Frank Oldham, global head of DB risk and senior partner at Mercer, said: "The market for transferring pension risk away from plan sponsors has developed significantly in the UK in recent years, with the number, size and sophistication of these deals all moving on in leaps and bounds.
"Other European countries - particularly the Netherlands and Ireland - are also starting to see more activity and interest in this area, and so it was therefore just a matter of time before these developments transferred to a latent US market."
Mercer said there had been a significant increase in the size of bulk annuity and longevity swap deals in the UK, according to its data.
Since 2007, nearly 100 bulk annuity and longevity swap deals over £50m (€62m) had been made in the UK, with an increasing number of FTSE companies completing them, the firm said.

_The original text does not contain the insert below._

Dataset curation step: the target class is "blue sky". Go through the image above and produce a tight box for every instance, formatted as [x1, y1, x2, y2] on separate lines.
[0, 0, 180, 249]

Last year, around 150 deals worth a total of £10.2bn were made, including major deals by ITV and Rolls Royce, it said.
The trustee model was a key difference between UK and US markets for transferring pension obligations, Mercer said.
David Ellis, head of insurance-based de-risking in the UK, said: "UK plans have trustees that are independently charged with securing plan benefits, and, therefore, transferring pension obligations to a third-party such as an insurer can be a desirable option."
In the US, many sponsors have been hampered by the fear that the equity and debt markets might react adversely to this kind of move, he said.
"The initial market reaction to the General Motors announcement demonstrates this has not been the case and so opens the door for further action," Ellis said.